Si bien en el país fueron pioneros para el desarrollo de un servicio de justicia depreciado –y despreciable-, la Argentina no es la única que ha llevado a la práctica las enseñanzas y adoctrinamiento impartido a los magistrados latinoamericanos por el Departamento de Justicia de EEUU, sucedáneo de la Escuela de las Américas que entre los años 1960 y 1980 instruían a los integrantes de la FFAA de la Región en estrategias desestabilizantes y métodos de tortura que caracterizaban a los golpes de Estado.
Similares se exhiben los casos de Paraguay, Honduras, Perú, Ecuador, Bolivia y Brasil. Los medios de comunicación munidos de información “privilegiada”, aunque plagada de datos falsos o deliberadamente distorsionados, son la punta de lanza para instalar denuncias que, a su vez, convierten en condenas mediáticas calando hondo en el imaginario social y allanando el terreno de los operadores judiciales, que rápidamente las convierten en procesos sin respeto alguno por elementales reglas legales y constitucionales.
Mucho por hacer
Entre los desafíos que tiene por delante el Gobierno que asume en diciembre, ocupa un lugar relevante recuperar el sentido de un servicio de justicia acorde con un Estado Democrático de Derecho.
Restaurar las desvencijadas estructuras del Poder Judicial, consolidar las garantías del debido proceso legal, asegurar la autonomía de los magistrados como, asimismo, controlar que su desempeño se ajuste a la delicada misión que le compete.
Que, como parte de los Órganos básicos del Estado el Judicial sea también un Poder político, no debe confundirse con su específico cometido ni con las funciones que le son inherentes y que en modo alguno son de esa naturaleza.
La politización de la Justicia que tiene por contracara la judicialización de la Política, ha producido un enorme daño a la Democracia y efectos absolutamente distorsivos de sus instituciones.
No debemos seguir admitiendo que, por las razones que fueran –y menos aún, por ambiciones reñidas con sus atribuciones o por su reclutamiento mercenario-, sean jueces y fiscales los que determinen cuestiones por definición no justiciables. En tanto dentro del Estado, son de exclusivo resorte de los Poderes Ejecutivo y Legislativo las tareas y decisiones políticas, por su condición de representantes de la voluntad popular y por expreso mandato de la Constitución Nacional.

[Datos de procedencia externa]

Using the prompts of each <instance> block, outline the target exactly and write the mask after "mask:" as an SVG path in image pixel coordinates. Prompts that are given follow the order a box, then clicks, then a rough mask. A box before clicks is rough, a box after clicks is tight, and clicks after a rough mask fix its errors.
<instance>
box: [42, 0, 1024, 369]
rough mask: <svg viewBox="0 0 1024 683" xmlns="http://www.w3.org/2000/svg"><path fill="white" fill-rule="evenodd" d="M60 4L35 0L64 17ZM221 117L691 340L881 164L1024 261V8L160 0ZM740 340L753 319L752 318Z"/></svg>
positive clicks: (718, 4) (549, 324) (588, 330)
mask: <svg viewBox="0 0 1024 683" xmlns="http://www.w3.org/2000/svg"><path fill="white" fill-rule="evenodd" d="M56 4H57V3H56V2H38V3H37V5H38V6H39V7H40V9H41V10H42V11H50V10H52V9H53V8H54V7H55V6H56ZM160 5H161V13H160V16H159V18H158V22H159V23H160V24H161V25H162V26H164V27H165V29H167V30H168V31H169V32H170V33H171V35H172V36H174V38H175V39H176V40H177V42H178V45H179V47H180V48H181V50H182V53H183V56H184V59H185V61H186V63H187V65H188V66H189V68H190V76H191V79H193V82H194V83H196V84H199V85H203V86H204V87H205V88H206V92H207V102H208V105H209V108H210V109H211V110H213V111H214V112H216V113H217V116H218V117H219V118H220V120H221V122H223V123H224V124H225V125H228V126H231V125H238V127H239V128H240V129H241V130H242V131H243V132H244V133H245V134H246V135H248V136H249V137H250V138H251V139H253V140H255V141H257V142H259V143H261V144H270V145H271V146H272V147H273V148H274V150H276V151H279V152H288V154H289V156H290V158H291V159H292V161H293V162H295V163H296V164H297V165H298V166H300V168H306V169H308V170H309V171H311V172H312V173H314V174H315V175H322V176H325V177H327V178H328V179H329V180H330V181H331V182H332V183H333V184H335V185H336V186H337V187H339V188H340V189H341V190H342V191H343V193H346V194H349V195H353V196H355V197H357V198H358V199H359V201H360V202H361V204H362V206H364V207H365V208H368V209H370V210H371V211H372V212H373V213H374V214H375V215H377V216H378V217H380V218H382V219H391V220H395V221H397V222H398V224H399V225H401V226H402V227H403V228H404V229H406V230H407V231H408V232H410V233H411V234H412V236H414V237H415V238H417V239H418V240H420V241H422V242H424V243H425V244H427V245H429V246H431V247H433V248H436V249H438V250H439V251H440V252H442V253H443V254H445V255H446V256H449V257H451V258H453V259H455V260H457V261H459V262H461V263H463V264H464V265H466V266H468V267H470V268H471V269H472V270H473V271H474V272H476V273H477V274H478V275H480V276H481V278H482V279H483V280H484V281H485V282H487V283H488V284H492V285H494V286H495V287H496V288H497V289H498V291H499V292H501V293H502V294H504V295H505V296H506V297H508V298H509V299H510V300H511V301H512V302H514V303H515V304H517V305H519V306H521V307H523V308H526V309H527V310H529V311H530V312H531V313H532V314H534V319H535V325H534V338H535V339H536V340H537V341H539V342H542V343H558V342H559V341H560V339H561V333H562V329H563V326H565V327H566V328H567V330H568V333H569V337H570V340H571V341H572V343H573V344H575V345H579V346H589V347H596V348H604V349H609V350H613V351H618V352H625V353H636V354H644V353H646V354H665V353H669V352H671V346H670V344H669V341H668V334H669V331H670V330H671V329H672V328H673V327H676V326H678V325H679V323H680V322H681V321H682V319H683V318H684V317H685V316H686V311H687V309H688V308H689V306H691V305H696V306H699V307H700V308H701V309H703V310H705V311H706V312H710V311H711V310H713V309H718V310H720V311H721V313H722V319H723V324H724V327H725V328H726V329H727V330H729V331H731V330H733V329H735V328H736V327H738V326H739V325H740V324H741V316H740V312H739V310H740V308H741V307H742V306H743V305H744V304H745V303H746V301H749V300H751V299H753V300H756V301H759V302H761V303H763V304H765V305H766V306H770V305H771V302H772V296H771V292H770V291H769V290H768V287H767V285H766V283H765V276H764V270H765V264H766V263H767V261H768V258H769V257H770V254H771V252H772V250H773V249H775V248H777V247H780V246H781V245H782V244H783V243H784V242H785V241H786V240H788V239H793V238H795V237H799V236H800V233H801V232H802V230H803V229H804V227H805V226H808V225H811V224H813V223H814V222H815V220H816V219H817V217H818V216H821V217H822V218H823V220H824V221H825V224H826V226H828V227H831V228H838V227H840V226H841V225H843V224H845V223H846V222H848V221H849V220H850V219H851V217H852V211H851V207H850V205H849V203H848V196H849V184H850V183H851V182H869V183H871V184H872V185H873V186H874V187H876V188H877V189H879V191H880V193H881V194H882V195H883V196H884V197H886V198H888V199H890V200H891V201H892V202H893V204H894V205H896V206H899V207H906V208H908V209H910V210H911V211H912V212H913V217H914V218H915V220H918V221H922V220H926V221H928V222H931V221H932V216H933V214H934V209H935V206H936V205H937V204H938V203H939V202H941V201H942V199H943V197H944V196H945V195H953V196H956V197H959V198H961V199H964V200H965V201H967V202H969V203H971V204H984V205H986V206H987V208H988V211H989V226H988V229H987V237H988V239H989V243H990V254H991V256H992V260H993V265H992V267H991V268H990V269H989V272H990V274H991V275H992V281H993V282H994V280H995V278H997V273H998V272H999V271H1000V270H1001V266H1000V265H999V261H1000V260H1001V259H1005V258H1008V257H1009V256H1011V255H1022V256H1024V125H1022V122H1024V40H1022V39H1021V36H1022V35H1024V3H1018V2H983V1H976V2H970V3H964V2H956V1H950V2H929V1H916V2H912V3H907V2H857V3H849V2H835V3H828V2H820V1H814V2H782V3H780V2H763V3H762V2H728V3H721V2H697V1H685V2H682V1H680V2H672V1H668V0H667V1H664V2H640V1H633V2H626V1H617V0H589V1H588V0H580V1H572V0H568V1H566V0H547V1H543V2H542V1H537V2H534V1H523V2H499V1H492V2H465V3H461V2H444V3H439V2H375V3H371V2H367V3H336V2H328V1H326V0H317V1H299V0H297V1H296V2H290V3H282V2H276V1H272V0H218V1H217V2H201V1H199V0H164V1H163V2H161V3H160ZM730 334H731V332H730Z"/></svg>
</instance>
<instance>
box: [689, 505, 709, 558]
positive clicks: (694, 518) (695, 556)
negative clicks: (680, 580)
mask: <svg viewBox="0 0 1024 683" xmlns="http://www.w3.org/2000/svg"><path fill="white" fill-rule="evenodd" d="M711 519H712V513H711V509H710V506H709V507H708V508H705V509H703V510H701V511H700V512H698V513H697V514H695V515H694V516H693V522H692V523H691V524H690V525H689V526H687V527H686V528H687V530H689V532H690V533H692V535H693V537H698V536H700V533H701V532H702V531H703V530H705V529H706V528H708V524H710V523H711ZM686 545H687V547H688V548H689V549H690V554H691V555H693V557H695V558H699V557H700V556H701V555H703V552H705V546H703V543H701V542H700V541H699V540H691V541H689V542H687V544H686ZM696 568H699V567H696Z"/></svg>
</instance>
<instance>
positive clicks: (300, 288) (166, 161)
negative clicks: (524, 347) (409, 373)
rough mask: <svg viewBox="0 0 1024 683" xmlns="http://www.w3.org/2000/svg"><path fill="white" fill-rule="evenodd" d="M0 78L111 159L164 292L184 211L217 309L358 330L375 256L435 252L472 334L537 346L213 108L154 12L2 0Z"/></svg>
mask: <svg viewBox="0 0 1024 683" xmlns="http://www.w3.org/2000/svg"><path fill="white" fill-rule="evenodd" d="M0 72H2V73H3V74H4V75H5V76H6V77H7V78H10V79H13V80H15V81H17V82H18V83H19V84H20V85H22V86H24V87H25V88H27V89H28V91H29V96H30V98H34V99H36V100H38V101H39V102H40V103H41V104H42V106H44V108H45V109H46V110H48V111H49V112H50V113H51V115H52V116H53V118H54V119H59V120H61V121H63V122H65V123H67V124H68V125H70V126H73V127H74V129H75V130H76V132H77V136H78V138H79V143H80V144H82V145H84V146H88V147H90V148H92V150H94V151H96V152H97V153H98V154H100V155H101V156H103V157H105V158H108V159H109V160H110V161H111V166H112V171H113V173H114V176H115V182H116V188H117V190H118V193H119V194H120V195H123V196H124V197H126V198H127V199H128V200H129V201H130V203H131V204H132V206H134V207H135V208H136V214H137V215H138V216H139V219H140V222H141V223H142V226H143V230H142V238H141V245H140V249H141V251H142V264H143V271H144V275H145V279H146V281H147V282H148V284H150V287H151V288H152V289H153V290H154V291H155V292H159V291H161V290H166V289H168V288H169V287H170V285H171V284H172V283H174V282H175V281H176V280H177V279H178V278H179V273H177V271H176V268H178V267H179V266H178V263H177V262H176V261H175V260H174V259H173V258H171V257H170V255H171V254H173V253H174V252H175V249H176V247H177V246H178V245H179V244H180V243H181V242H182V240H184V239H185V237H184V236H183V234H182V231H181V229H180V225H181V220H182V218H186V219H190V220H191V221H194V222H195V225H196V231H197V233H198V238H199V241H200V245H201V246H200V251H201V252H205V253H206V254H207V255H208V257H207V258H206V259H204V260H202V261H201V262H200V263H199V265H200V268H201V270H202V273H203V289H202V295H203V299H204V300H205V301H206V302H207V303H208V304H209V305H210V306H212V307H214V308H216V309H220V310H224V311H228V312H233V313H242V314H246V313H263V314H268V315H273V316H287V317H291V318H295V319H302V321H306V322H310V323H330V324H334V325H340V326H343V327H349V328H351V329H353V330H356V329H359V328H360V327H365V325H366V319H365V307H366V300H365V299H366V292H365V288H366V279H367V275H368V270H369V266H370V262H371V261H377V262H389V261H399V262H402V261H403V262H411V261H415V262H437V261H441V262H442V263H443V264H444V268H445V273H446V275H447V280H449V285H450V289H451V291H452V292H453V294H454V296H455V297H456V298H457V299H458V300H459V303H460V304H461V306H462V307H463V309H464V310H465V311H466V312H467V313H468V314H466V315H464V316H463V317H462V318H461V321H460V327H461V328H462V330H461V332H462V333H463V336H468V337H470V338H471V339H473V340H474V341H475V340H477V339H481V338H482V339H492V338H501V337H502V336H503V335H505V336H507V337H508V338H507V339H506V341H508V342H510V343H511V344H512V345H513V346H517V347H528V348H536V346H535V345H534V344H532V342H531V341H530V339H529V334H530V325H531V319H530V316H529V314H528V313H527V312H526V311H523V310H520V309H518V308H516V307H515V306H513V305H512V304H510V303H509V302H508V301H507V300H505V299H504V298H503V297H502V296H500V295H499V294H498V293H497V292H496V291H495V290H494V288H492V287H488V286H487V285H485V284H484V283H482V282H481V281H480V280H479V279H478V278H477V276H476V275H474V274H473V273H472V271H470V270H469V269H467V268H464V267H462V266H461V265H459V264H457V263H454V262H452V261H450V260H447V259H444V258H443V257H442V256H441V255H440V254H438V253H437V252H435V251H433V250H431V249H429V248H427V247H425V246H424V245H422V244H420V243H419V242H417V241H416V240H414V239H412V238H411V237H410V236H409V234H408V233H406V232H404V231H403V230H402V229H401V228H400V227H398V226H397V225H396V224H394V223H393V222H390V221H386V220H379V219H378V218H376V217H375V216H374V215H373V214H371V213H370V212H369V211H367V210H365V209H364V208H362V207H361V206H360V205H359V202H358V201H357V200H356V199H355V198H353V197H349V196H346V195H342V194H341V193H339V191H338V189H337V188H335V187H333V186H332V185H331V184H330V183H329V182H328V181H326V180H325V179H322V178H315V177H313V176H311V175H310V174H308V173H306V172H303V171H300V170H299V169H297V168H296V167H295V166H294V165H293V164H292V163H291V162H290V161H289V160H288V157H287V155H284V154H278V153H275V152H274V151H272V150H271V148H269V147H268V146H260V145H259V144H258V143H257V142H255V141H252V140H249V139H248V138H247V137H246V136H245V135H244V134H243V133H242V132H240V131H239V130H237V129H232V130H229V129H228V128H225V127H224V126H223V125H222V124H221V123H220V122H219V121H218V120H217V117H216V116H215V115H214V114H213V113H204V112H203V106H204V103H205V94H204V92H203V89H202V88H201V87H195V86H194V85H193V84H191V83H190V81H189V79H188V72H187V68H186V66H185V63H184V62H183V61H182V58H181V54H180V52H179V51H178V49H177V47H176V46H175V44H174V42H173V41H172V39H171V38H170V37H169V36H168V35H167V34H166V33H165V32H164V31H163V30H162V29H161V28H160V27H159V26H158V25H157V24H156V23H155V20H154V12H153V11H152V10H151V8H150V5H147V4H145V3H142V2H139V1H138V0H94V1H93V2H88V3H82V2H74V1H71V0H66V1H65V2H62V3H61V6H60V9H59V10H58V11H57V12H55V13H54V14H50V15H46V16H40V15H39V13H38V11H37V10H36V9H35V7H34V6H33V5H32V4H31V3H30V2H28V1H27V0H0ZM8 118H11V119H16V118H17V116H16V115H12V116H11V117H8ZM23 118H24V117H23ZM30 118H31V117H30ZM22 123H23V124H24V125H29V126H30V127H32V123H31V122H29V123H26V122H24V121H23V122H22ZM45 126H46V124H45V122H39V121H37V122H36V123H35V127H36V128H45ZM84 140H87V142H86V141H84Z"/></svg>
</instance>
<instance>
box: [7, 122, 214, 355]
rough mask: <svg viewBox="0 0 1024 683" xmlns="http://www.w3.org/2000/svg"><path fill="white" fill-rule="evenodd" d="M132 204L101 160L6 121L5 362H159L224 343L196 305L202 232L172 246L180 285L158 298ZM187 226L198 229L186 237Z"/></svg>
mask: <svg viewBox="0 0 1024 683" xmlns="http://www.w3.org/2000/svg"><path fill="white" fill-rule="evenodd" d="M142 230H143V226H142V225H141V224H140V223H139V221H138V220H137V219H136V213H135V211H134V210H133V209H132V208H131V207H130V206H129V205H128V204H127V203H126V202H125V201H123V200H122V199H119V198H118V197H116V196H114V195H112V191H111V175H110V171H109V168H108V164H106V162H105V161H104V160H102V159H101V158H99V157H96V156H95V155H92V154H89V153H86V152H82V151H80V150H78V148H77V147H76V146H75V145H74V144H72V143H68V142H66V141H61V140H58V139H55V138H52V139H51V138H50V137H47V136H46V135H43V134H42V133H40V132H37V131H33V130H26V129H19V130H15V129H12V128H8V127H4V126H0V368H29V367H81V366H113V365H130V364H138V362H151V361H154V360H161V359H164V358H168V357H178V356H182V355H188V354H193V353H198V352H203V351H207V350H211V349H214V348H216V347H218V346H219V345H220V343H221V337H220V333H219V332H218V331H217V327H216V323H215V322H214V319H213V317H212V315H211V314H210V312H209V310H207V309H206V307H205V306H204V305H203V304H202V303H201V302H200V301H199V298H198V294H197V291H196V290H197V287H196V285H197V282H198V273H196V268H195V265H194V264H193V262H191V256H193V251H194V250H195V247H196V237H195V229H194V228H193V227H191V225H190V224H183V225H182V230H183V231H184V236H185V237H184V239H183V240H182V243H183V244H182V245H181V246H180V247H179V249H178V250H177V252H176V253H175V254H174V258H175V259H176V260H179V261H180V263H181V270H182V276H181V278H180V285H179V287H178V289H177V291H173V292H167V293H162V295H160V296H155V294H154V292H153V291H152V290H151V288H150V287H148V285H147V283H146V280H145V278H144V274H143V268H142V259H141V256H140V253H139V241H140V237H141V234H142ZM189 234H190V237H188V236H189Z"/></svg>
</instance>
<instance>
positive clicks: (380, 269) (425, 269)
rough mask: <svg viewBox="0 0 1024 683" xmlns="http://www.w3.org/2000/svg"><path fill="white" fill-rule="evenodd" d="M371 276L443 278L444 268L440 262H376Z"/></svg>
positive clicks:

El caso de Lula da Silva es elocuente en ese sentido, el mismo Tribunal Superior de Justicia que en 2016 le había negado la libertad, ahora en una votación que resultó 6 a 5 resolvió justamente lo contrario; fijando la doctrina de que, mientras no esté agotado el proceso judicial y firme la condena, debe primar la presunción de inocencia y no corresponde que esté en prisión.
O sea, en definitiva, una sola persona –un voto de diferencia- ha determinado su suerte que, sin prescindir de la importancia que supone para Lula como ser humano privado de su libertad durante 580 días, importa la de decenas de millones de brasileños que fueron privados, también por la decisión –en realidad la sola voluntad política- de otro magistrado (Sergio Moro), de ejercer sus derechos electorales y consagrarlo –como todo hacía presumir- en Presidente de Brasil en los últimos comicios.
No repetir esas tendencias signadas por intereses contrarios a los de la Nación y del Pueblo; impedir que la Justicia, cuyo origen y conformación no está sujeto a las reglas de la representación democrática, determine los cursos de la Política; y terminar, de una buena vez, con la intromisión del Poder Judicial en el libre desenvolvimiento de las organizaciones de la sociedad civil es, quizás, el principal punto de partida para un nuevo ciclo de una institucionalidad necesaria para alcanzar una Patria Justa, Libre y Soberana.